事業会社に“シェフ”が足りない--2016年に求められる「IT人材」とは - (page 2)

竹内真

2016-04-04 07:00

 東証マザーズへの新規上場企業のうち、2014年は約3分の1、2015年には過半数をスマートフォンアプリやウェブサービスの提供などを行うIT関連ベンチャーが占めており、このような事業会社が新しいビジネスを生み出しています。事業会社に所属するエンジニアとSIerに所属するエンジニアでは、期待される役割が異なります。

IT部門の内製化で期待できること

 振り返ると、かつてインターネットの世界は今よりも小さいものでした。ウェブサイトを作ってYahoo!のディレクトリに登録されれば人が集まり、それだけでビジネスが成り立つ時代もありました。ところが今では世界中のエンジニアがものすごいスピードでアプリケーションやサービスを作り、先行者利益を確保しようとしたり、先達を倒そうとしたりといった苛烈なサバイバルの様相を呈しています。
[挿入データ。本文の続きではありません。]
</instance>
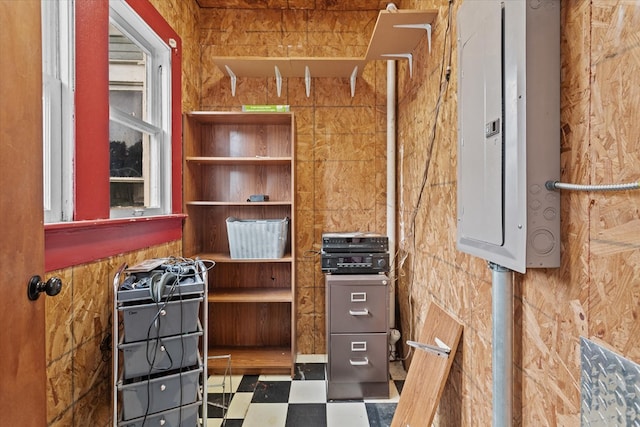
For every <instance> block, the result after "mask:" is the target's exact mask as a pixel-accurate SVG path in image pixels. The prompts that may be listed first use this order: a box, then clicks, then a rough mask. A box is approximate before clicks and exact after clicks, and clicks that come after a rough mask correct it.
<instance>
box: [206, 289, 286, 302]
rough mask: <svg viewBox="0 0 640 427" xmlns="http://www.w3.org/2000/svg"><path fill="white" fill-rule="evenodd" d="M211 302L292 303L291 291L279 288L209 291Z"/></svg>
mask: <svg viewBox="0 0 640 427" xmlns="http://www.w3.org/2000/svg"><path fill="white" fill-rule="evenodd" d="M207 300H208V301H209V302H227V303H231V302H291V301H293V295H292V293H291V289H278V288H243V289H238V288H216V289H214V290H213V291H209V295H208V297H207Z"/></svg>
 インフラとなるシステムはクラウド化が進み、誰もが簡単に利用できる状態となりました。OS、ウェブサーバ、アプリケーションサーバなどのインターネットサービスを構築するために必要なアプリケーションも、OSSで全てそろえ、構築することが可能です。

 プログラミング言語やフレームワークなども、Ruby on Railsをはじめ、簡単なものであれば非エンジニアでも数日で開発できるような基盤が作り上げられてきました。このように「作る」ということだけを考えれば、10年前20年前と比較しても参入障壁が極端に低くなったと言えます。

 例え成功を収めたとしても、のんびりしていては後ろから追いつかれてしまう。「一刻も早く商売のタネになるものを作ってリリースしよう」という流れになり、攻め続けなければいけなくなりました。
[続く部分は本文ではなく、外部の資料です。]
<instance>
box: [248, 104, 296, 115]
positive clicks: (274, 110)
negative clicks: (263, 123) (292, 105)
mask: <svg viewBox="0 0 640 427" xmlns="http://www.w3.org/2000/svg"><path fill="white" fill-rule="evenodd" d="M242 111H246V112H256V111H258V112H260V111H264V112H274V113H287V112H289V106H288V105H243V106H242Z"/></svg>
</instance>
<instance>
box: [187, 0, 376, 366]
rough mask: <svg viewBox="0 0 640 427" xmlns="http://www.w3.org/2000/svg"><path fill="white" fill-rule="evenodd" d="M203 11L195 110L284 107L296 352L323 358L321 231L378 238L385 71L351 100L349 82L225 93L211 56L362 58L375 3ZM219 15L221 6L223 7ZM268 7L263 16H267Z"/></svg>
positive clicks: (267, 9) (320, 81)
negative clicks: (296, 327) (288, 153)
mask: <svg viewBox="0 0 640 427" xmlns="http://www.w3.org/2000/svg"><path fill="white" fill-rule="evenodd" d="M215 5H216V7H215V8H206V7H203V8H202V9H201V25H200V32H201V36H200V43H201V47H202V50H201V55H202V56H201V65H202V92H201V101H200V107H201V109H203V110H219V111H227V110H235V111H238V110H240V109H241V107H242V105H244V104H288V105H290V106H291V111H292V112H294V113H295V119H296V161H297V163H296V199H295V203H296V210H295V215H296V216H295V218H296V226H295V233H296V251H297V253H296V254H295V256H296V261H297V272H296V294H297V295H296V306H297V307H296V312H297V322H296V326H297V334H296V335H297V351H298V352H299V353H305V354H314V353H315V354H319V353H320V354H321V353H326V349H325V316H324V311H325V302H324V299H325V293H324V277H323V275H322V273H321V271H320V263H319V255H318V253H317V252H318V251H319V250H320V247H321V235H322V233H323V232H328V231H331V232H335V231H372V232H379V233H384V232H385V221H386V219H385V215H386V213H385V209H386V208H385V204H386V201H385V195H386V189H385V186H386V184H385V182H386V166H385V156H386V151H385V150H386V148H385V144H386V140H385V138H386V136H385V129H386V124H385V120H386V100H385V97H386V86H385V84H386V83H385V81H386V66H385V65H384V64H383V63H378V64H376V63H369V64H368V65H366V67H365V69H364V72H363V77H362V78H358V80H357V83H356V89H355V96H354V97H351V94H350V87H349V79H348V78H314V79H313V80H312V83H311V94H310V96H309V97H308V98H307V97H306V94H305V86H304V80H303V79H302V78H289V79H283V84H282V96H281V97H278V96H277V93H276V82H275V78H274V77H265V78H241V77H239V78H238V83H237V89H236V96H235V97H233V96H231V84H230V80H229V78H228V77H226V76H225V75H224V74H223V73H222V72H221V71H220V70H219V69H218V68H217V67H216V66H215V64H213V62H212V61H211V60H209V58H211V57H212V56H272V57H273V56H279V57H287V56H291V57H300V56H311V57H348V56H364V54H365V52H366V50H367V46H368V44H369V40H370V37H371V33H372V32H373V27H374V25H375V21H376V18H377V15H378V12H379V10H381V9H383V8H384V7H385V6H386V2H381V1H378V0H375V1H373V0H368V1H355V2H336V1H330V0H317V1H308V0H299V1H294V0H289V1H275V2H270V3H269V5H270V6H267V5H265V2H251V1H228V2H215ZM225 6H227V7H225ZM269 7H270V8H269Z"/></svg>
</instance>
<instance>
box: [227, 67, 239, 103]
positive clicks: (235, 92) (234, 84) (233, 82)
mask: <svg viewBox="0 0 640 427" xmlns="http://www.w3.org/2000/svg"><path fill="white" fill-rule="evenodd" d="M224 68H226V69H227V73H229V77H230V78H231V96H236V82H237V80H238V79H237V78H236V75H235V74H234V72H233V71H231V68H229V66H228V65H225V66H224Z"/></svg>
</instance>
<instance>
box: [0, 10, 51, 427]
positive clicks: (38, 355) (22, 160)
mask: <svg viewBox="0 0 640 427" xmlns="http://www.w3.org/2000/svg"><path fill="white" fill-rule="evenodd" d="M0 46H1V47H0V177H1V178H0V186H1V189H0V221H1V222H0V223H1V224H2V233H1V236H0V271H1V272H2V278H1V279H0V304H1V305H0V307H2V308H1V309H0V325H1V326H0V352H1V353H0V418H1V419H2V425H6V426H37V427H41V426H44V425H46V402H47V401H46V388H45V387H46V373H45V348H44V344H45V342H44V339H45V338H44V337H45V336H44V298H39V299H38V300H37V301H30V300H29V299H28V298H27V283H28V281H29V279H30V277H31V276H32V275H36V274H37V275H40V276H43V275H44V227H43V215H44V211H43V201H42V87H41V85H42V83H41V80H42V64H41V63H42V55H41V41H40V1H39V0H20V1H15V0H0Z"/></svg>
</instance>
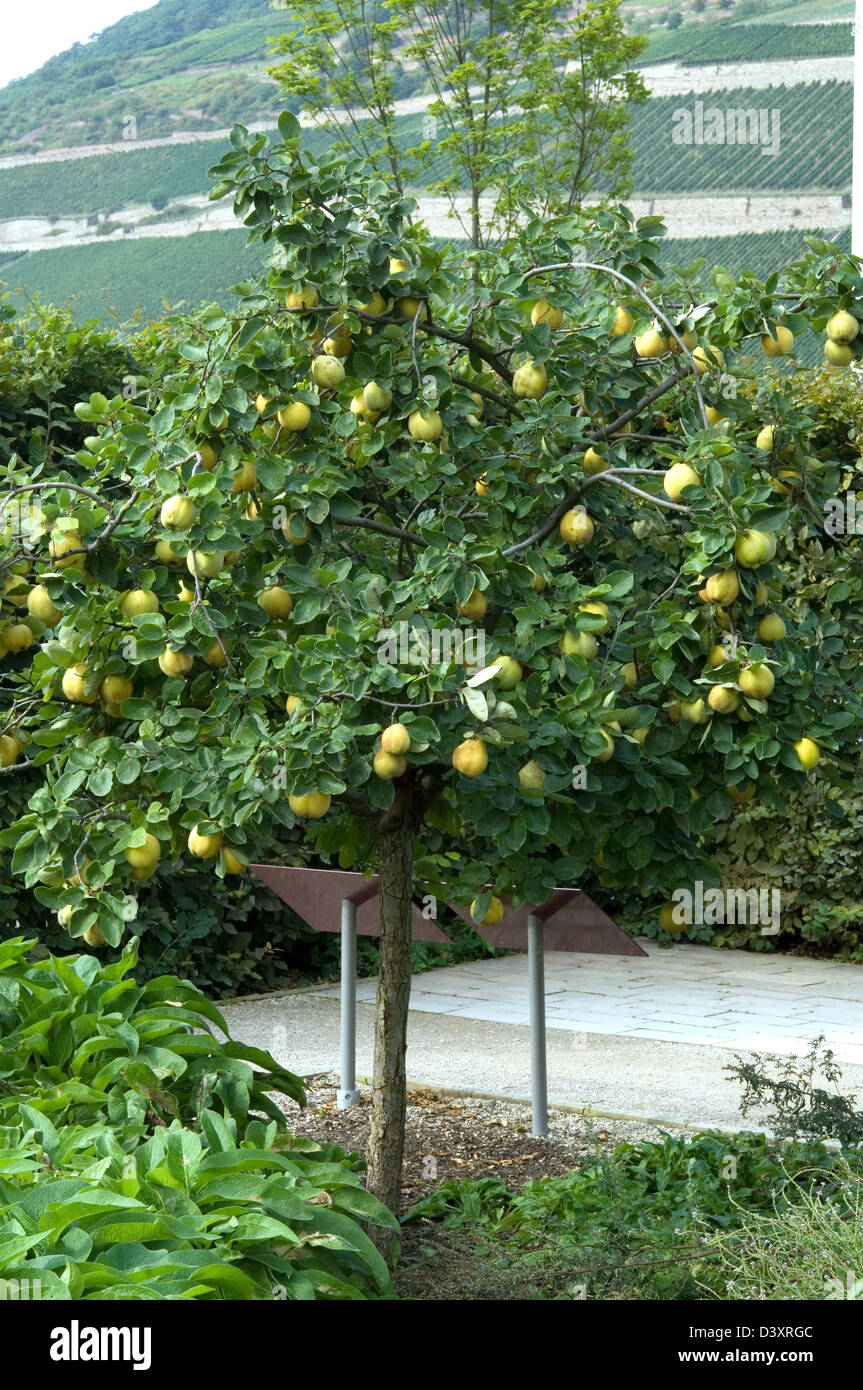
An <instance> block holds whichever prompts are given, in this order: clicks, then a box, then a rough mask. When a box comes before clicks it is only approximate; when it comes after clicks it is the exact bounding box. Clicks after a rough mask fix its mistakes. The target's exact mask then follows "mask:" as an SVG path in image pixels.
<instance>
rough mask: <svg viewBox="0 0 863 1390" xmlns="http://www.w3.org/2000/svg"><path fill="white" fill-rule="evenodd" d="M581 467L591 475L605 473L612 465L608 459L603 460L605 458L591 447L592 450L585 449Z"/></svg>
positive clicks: (588, 473) (594, 449)
mask: <svg viewBox="0 0 863 1390" xmlns="http://www.w3.org/2000/svg"><path fill="white" fill-rule="evenodd" d="M581 467H582V468H584V471H585V473H586V474H591V473H605V471H606V468H610V467H611V464H610V463H609V460H607V459H603V456H602V455H600V453H599V452H598V450H596V449H595V448H593V446H592V445H591V448H589V449H585V452H584V459H582V460H581Z"/></svg>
 実際にわれわれビズリーチの各サービスでも、隔週に一度、定期にリリースをしています。これによってPDCAサイクルを高速で回すことが可能となり、より深く顧客のニーズに応えることができているのではないかと感じています。

 (人月でリソースを提供する)ビジネスモデル上、安く早く作ってほしいというクライアントの期待に応えることが難しいSIerのエンジニアとは異なり、事業会社内のエンジニアは、「構築に時間をかけてもお金にならない」という意識があるため、なるべく楽に早く開発できる方法を考えます。それは決して悪いことではないと私は考えています。
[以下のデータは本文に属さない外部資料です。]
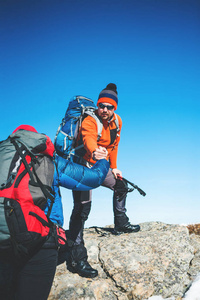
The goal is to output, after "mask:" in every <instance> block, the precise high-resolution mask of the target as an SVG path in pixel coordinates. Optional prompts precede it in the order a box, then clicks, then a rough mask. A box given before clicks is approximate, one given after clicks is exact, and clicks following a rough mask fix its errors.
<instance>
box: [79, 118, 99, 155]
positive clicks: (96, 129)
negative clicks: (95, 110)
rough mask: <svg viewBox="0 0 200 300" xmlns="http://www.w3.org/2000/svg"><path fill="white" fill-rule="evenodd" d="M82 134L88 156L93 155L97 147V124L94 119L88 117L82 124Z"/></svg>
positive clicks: (97, 135)
mask: <svg viewBox="0 0 200 300" xmlns="http://www.w3.org/2000/svg"><path fill="white" fill-rule="evenodd" d="M81 134H82V138H83V145H84V148H85V150H86V151H87V153H88V154H90V155H92V153H93V152H94V151H95V149H96V148H98V146H97V138H98V133H97V123H96V121H95V119H94V118H92V117H90V116H88V117H87V118H85V119H84V120H83V122H82V126H81Z"/></svg>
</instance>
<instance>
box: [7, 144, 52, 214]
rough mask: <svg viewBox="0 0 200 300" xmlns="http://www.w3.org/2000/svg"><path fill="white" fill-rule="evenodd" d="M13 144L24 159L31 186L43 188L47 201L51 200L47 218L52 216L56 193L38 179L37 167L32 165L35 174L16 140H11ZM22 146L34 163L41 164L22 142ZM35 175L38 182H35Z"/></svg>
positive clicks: (25, 167)
mask: <svg viewBox="0 0 200 300" xmlns="http://www.w3.org/2000/svg"><path fill="white" fill-rule="evenodd" d="M11 142H12V143H13V145H14V146H15V148H16V151H17V152H18V154H19V155H20V157H21V158H22V162H23V164H24V166H25V168H26V170H27V172H28V173H29V176H30V179H31V180H30V184H31V185H33V186H39V187H40V188H41V190H42V192H43V194H44V196H45V197H46V199H47V198H49V199H50V200H51V205H50V208H49V210H48V213H47V216H50V214H51V209H52V206H53V203H54V192H53V191H52V189H51V188H49V187H48V186H46V185H44V184H43V183H42V182H41V180H40V178H39V177H38V175H37V173H36V171H35V167H34V165H33V164H32V168H33V172H32V171H31V166H30V165H29V164H28V163H27V161H26V158H25V155H24V153H23V151H22V150H21V148H20V147H19V145H18V144H17V142H16V141H15V140H14V138H11ZM20 144H22V146H23V147H24V148H25V150H26V151H27V152H28V154H29V155H30V157H31V159H32V161H33V162H34V163H39V162H38V160H37V158H36V156H35V155H34V154H33V153H32V152H31V151H29V149H28V148H27V147H26V146H25V145H24V144H23V143H22V142H20ZM33 173H34V175H35V177H36V179H37V181H35V180H34V177H33Z"/></svg>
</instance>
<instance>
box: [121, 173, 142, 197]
mask: <svg viewBox="0 0 200 300" xmlns="http://www.w3.org/2000/svg"><path fill="white" fill-rule="evenodd" d="M117 179H119V180H121V181H122V182H123V189H125V190H126V193H129V192H132V191H133V190H134V189H136V190H138V192H139V193H140V195H142V196H146V193H145V192H144V191H143V190H142V189H141V188H139V187H138V186H137V185H136V184H134V183H132V182H130V181H129V180H127V179H126V178H124V177H121V176H120V175H117ZM128 184H130V185H131V186H132V188H130V187H128Z"/></svg>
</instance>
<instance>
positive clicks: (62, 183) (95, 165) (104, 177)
mask: <svg viewBox="0 0 200 300" xmlns="http://www.w3.org/2000/svg"><path fill="white" fill-rule="evenodd" d="M108 170H109V162H108V161H107V160H105V159H101V160H99V161H97V162H96V164H95V165H94V166H93V167H92V168H91V169H90V168H87V167H85V166H82V165H79V164H76V163H74V162H72V161H71V160H67V159H65V158H63V157H61V156H58V155H56V157H55V172H54V179H53V185H52V189H53V191H54V192H55V201H54V204H53V207H52V211H51V214H50V219H51V221H52V222H54V223H57V224H59V225H61V226H63V223H64V217H63V206H62V201H61V194H60V188H59V187H60V186H62V187H65V188H67V189H70V190H75V191H89V190H91V189H94V188H97V187H98V186H100V185H101V184H102V183H103V181H104V179H105V178H106V175H107V173H108ZM50 204H51V201H50V200H49V199H48V201H47V205H46V207H45V213H46V214H47V212H48V208H49V207H50Z"/></svg>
 よく言われることですが、エンジニアが「面倒くさがり」であることは、美徳の1つともいわれています。エンジニアは、複雑で面倒なものを作りたいのではなく、面倒な課題をプログラミングによって解消したいのです。面倒くさがりであればあるほど、エンジニアとしては大成するのではないでしょうか。そういったエンジニアはたとえ少しくらい仕様と違っていたとしても、もっと早く簡単に課題や問題を解決する方法を編み出します。

 事業会社では、開発スピードの向上だけでなく、「作ったものを収益化する」ための課題解決力が求められます。エンジニアの視座が収益化まで見据えたものになれば、生み出されるサービスの収益化も、事業の成長スピードも確実に早くなります。今、事業会社でIT部門の内製化が進んでいるのは、こうしたメリットに気付き、エンジニアに賭ける企業が増えてきたということでしょう。

料理ができるだけではシェフになれない

 レストランの例で考えてみると、決められた料理を作るだけのレストランは、開店当初の評判はよかったとしても、新しいメニューを開発しないとやがて飽きられてしまいます。サービスを伴うものに対して顧客のニーズはどんどん高まり、さらに競合との競争のなかでそのニーズに追いついていかなければ店に対する需要はなくなってしまうからです。